The goal of our political lives, especially of the political lives of those who are people of faith, must never be the destruction of our “enemies,” but to abandon the language of “enemy” on those who are our fellow-humans. To understand that disagreement is healthy (and can even be educational, if you listen as much as you talk), but compromise and collaboration are healthier still. To remember that the benefits of living in a community such as a parish or a nation outweighs the fact that, just like toddlers, we don’t always get everything we want, and that our greatest strength comes from each other in times of crisis, not setting up lines of battle between us.

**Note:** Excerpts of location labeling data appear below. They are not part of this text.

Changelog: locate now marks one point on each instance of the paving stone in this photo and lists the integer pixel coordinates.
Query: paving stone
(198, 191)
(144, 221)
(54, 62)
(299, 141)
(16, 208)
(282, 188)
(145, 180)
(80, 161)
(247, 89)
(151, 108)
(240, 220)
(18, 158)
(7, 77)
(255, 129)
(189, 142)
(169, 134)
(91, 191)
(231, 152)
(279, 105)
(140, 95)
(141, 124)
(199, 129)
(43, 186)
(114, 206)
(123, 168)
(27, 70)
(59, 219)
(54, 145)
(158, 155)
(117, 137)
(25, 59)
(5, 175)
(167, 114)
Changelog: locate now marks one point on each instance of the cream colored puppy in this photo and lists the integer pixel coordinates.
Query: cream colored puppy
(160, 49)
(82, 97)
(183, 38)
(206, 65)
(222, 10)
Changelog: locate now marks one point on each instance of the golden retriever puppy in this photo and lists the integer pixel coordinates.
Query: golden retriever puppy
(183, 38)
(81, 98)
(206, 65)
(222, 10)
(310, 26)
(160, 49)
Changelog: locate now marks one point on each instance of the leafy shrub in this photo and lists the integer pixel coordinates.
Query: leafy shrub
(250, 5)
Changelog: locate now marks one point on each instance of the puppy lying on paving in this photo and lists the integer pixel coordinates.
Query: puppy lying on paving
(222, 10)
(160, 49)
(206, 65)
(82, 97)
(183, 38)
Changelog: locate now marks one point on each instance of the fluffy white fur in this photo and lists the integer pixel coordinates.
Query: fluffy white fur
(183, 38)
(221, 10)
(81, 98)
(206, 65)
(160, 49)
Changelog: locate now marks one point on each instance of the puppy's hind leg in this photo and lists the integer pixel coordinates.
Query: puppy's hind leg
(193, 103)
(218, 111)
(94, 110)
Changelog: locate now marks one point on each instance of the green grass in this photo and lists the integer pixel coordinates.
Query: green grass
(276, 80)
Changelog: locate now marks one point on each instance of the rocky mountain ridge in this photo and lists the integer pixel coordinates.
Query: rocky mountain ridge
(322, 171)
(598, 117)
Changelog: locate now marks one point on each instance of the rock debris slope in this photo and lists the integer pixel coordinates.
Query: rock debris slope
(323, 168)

Being disciples of Jesus means that the most visible way of showing Jesus’s power and glory is by how we demonstrate our love for other, even those with whom we disagree. And that’s important as we desperately need to heal the wounds inflicted by this last many months, especially.

This is the absolute core of Jesus's teaching, and it is a revolutionary idea meant to turn the world upside down, just like those Beatitudes we have been urged to lean into since hearing them last Sunday. We are all one. We are all beloved of God. Rights are not pie-- we don't get more for ourselves by denying rights to other people. Similarly, God’s love is NOT pie, either.—we don’t get more for ourselves by excluding others.

And the world needs to see this witness from us in our relations with all of those around us. Even in, especially in, this modern time, the greatest competition to Christianity is not atheism, or trendy mishmashes of spiritual practices from around the world. The biggest idols we often worship instead of God are ourselves—especially our tendency to draw a tiny circle around those we consider worthy, and making everyone else around us an enemy. And it sneaks up on you, because these gods and idols are everywhere. So we all need to ask ourselves: what gods am I worshiping to fill the God-shaped hole inside myself?

We must not make enemies of each other. We must not put our trust and faith in things or human-designed economic or political systems that benefit the few at the expense of the many and treat them as if they are sacred. People, even those different from us, are sacred. Creation, which we are called to care for not drain dry, is sacred. God, who chooses us and ask us to choose God back, is sacred.

Jesus did not come to teach us passivity or to draw exclusionary lines. Jesus came to urge us to choose the power of community, and to remind us that we may not be able to do everything, but we all have the ability to do something to make things better for those around us. Even if that's just mask-wearing, hand-washing, and distancing from others.

Now is the time to reach deep within ourselves, and witness to the healing and reconciling love of Christ. The easiest way to witness to that love and its power is to choose it and commit to that love ourselves. Right now. All that we have and all that we are comes from God. That’s why we are called to take care of each other and this earth we live upon, and to give to God boldly, so that we may witness boldly. Choose community over division. Choose love for everyone. Choose God.

Amen.

Preached at the 10:30 am online worship service from St. Martin's Episcopal Church, Ellisville, in time of COVID.